Il en résulte qu’il n’existe que trois grands types d’écritures comptables : celles qui constatent un enrichissement de l’entreprise, celles qui constatent un appauvrissement, et celles qui enregistrent un changement dans la composition du patrimoine de l’entreprise, sans enrichissement ni appauvrissement.
Chaque écriture comptable se traduit par une double inscription :
- Une inscription au débit d’un compte (à gauche) ;
- Une inscription au crédit d’un autre compte (à droite).
C’est pourquoi on parle, pour désigner ce mécanisme, de comptabilité à partie double.
Il n’y a pas lieu de s’attarder sur les termes conventionnels de « débit » et de « crédit ».
Il s’agit d’une pure convention et les deux termes auraient très bien pu être inversés, tout comme on aurait pu choisir des termes différents.
L’analogie avec le sens courant de ces termes ne fonctionne donc pas toujours. Le Professeur COZIAN, fiscaliste célèbre, aurait dit un jour à propos de la comptabilité : « on ne comprend pas, on s’habitue »…
Il existe plusieurs types de comptes, 8 exactement, qu’on appelle des « classes » de comptes.
Chaque classe de comptes est composée d’une liste de comptes, qui constituent des catégories particulières de cette classe.
Ces comptes sont numérotés, et le premier chiffre de chaque compte correspond au numéro de la classe de compte dont il fait partie.
Ainsi, par exemple, les comptes de « classe 2 », sont les comptes dis « d’immobilisation ». On y trouve par exemple les terrains nus (compte n° 2111) ou les terrains aménagés (compte n° 2112).
Les classes de comptes sont numérotées de 1 à 8, intitulés :
- Comptes de capitaux (classe 1),
- Comptes de d’immobilisations (classe 2),
- Comptes de stocks et en-cours (classe 3),
- Comptes de tiers (classe 4),
- Comptes financiers (classe 5),
- Comptes de charges (classe 6),
- Comptes de produits (classe 7),
- Comptes spéciaux (classe 8),
La grande summa divisio à retenir est celle qui distingue les comptes des comptes de classes 1 à 5 des comptes de classes 6 et 7.
Les comptes de classe 8 ne nous intéressent pas ici : ce sont des comptes spéciaux.
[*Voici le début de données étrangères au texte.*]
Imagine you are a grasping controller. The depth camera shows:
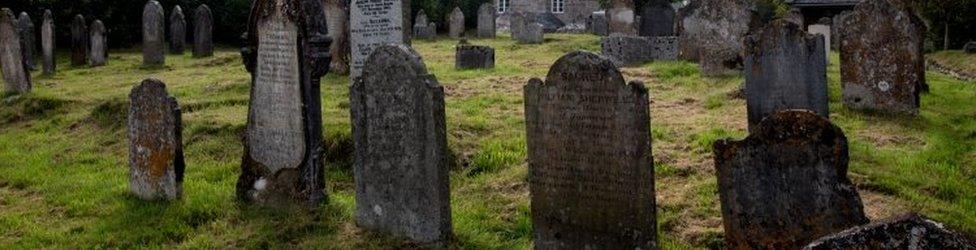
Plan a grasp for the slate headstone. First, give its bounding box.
[714,110,868,249]
[840,0,926,114]
[128,78,186,200]
[524,51,657,249]
[349,44,452,243]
Les comptes de classe 1 à 5 sont des comptes dits de « bilan ». Nous y reviendrons.
Les comptes de classe 6 et 7 sont les comptes de produit (classe 7) et les comptes de charge (classe 6). Nous y reviendrons également. Mais étudions d’abord les principes régissant les comptes du bilan.
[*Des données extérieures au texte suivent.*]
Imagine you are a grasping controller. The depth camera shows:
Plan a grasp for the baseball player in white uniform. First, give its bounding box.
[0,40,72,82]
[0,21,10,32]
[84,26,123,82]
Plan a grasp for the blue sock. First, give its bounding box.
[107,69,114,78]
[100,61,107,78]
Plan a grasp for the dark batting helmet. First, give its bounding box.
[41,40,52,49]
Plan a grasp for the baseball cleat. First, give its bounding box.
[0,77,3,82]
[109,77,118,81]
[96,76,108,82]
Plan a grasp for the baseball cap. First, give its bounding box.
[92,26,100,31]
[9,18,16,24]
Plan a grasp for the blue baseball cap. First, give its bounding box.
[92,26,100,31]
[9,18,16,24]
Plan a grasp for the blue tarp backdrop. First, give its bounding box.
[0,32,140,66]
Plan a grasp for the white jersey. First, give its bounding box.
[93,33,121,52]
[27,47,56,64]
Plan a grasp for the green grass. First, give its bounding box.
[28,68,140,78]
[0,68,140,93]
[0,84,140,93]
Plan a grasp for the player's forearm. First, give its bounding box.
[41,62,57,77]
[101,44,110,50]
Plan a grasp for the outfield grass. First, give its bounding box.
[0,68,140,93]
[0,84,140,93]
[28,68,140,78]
Principes régissant les comptes dits du « bilan » (2)
Les comptes du bilan : première approche
De façon imagée, on peut considérer le bilan comme la photographie du patrimoine de l’entreprise.
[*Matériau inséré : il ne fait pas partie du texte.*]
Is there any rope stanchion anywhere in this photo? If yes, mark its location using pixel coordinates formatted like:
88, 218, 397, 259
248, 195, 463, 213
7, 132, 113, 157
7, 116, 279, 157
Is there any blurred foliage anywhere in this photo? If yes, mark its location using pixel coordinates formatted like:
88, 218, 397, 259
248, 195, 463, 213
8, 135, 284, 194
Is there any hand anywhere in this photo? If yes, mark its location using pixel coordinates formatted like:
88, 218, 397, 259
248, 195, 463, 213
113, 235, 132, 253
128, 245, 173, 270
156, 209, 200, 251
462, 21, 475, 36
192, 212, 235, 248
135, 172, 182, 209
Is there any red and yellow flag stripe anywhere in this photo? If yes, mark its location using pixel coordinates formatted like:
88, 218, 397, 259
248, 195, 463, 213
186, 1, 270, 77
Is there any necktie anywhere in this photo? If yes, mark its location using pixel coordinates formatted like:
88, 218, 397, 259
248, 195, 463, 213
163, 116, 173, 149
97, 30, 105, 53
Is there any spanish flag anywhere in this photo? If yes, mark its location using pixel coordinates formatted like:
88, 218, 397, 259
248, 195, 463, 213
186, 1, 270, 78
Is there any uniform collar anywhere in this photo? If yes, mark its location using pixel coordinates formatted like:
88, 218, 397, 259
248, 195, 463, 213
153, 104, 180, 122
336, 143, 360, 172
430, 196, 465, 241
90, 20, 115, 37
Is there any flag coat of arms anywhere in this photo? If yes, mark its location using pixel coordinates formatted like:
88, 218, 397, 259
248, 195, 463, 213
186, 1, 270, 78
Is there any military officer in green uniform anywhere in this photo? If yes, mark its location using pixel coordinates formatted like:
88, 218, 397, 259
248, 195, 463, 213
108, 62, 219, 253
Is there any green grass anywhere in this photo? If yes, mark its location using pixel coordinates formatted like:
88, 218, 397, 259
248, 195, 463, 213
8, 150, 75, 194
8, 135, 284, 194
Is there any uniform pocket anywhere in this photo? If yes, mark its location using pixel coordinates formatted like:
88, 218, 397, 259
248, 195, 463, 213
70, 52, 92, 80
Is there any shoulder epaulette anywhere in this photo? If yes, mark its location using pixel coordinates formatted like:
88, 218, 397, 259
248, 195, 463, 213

Concrètement, il se présente comme une liste des éléments actifs et passifs de l’entreprise, classés en commençant par les moins liquides et en terminant par les plus liquides.
Voici une présentation simplifiée de la structure du bilan d’une entreprise :
Le bilan est établi chaque année en fin d’exercice à partir des soldes des comptes de classe 1 à 5.
En effet, ces comptes enregistrent les éléments qui composent le patrimoine de l’entreprise. Lorsque l’entreprise s’enrichit ou s’appauvrit, un compte de classe 1 à 5 est débité ou crédité concomitamment avec un compte de classe 6 ou 7.
A l’inverse, lorsqu’une opération ne donne lieu qu’à des mouvements de comptes des classes 1 à 5, l’entreprise ne s’enrichit pas et ne s’appauvrit pas. Il y a simplement un changement dans la composition de son patrimoine.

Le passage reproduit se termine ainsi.